If you do choose to give your baby formula, you’ll want to make sure to offer them an organic
formula that is free from harmful ingredients. Some non-organic formulas contain artificial
ingredients, GMOs, and sweeteners such as corn syrup. Make sure to do your research and
read the ingredient labels of your baby’s formula before making a decision on what to give them.
Organic, European baby formulas are an ideal choice since they offer a clean ingredient label
while also containing all of the necessary vitamins and nutrients that your baby needs to thrive.
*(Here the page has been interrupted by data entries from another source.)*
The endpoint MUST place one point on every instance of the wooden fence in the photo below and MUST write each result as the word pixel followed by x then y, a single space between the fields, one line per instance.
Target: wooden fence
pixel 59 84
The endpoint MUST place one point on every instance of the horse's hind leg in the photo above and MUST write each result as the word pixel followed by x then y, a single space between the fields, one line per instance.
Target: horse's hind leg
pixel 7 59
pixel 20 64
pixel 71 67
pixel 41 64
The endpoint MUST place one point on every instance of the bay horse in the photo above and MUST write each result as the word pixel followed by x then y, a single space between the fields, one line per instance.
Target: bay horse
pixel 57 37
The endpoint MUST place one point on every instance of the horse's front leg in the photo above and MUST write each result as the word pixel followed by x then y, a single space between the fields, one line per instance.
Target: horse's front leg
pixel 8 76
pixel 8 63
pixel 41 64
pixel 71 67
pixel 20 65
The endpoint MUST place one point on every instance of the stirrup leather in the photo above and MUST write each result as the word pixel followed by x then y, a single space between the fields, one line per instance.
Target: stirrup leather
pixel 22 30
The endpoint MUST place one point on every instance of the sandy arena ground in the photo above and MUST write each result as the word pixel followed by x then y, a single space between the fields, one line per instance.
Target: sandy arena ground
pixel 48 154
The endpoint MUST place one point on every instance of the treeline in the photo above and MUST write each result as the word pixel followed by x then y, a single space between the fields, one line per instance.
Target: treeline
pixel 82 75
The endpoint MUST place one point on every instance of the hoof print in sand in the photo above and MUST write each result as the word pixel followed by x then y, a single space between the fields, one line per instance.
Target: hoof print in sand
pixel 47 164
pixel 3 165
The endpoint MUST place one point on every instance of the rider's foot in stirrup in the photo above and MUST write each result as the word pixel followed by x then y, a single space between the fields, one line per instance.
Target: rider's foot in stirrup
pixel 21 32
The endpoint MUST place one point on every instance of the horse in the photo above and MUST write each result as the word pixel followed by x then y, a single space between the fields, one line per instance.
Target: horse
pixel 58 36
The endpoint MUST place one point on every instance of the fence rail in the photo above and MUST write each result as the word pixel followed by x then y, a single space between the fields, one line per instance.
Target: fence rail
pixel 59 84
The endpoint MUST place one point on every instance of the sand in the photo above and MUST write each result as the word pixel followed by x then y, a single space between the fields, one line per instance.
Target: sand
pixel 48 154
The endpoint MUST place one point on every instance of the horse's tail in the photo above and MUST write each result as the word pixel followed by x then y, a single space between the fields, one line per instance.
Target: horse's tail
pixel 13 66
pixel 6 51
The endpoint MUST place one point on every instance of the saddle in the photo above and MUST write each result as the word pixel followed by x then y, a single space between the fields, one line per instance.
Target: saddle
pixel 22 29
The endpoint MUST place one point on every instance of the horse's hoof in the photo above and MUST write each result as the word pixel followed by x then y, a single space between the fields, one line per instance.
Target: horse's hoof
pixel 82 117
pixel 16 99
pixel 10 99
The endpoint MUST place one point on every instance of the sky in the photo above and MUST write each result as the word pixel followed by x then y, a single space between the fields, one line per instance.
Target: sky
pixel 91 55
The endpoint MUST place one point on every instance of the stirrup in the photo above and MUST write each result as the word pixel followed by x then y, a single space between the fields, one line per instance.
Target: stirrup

Some of our favorite brands include:
Holle Baby Formula
HiPP Baby Formula
Jovie Baby Formula

One of the reasons why breastmilk is so good for babies is the prebiotics and probiotics that it
contains. Look for a formula that also contains these ingredients to help support healthy
digestion and gut health. If your baby has a hard time digesting standard baby formula, look for
one that is made from goat’s milk, rather than cow’s milk. This can be much easier for babies to
digest who have sensitivities to cow’s milk, given the different protein profile.

Tips for Overcoming Breastfeeding Challenges

It’s no secret that breastfeeding can be incredibly challenging. If you’re having a difficult time
with breastfeeding but you’re not ready to throw in the towel yet, consult with a lactation
consultant for help. Lactation consultants can help you identify what the challenges are and help
you implement methods to overcome these challenges.

What About Combination Feeding?

In some situations, feeding your baby a combination of breastmilk and formula may be
necessary. If you need to feed your baby both breastmilk and formula, make sure to pay
attention to how your baby tolerates the formula and find one that they can digest easily. Wait
until your baby is at least four weeks old to introduce a bottle (if you don’t want to switch to
exclusive bottle feeding yet) to help avoid nipple confusion. Also, make sure to use a bottle that
they enjoy drinking from – this may require you to test out a couple of different types first.